Помогая себе трясущимися руками, Варечка Черная кое-как поднялась, озираясь и вытряхивая из кофты песок.
– Горюшко родимое! – ахнула она. – Знамение видела! Знать, ему неугодно, знать, прогневали, ох, горюшко, грешное село, грех, грех!
Стешка Бобок в безнадежной досаде махнула на нее рукой и первая направилась к селу, за ней понуро потянулись и остальные.
Пришедший из душной солнечной тьмы, откуда-то из неведомых раскаленных пространств, сухой, бесплодный смерч лишь слегка задел краем Густищи, но оставил после себя долгую память. Он унесся, исчез, бесследно растаял в мареве выгоревшего неба, люди же не раз думали и гадали: э-э, да что это было? И было ли? – спросит умудренный жизнью мужик, еще недавно прошедший пол-Европы, вроде Ивана Емельянова или Фомы Куделина, задумчиво почесывая себе затылок, не зная, верить или нет бабьей болтовне.
– С вами только уши развесь, – огрызнулся как-то Митька-партизан на бабку Илюту, попытавшуюся втолковать ему все то, что произошло в этот день в Густищах, как божью кару, – Бабка Чертычиха или Варька Черная тебе за трояк любую судьбу нагадают.
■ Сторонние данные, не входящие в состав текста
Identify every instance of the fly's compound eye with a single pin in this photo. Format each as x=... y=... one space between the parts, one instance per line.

Разумеется, бывает на свете такое, что тотчас убеждает всех и каждого; случается и такое, чему верится с трудом, и чем больше проходит времени, тем меньше верится, но как бы там ни было, в тот же час, когда на толпу работающих в поле баб налетел смерч, бабка Салтычиха, пересилив ломоту в пояснице, вышла в огород, надумав прикрыть догоравшие огурцы листьями лопуха. Хилые, жилистые плети были в пять-шесть немощных, убитых зноем листочков и еще больше опечалили бабку; в редком случае, если глаз натыкался на завязь, то вместо продолговатого, зеленого, в приятных свежих пупырышках плода на крохотной ножке, скрученный чьей-то злобной силой, висел прожелклый, сморщенный уродец, готовый вот-вот совсем отпасть; по собственному опыту бабка Салтычиха знала, что любой из них огненно горек, лучше и не пробовать взять его в рот.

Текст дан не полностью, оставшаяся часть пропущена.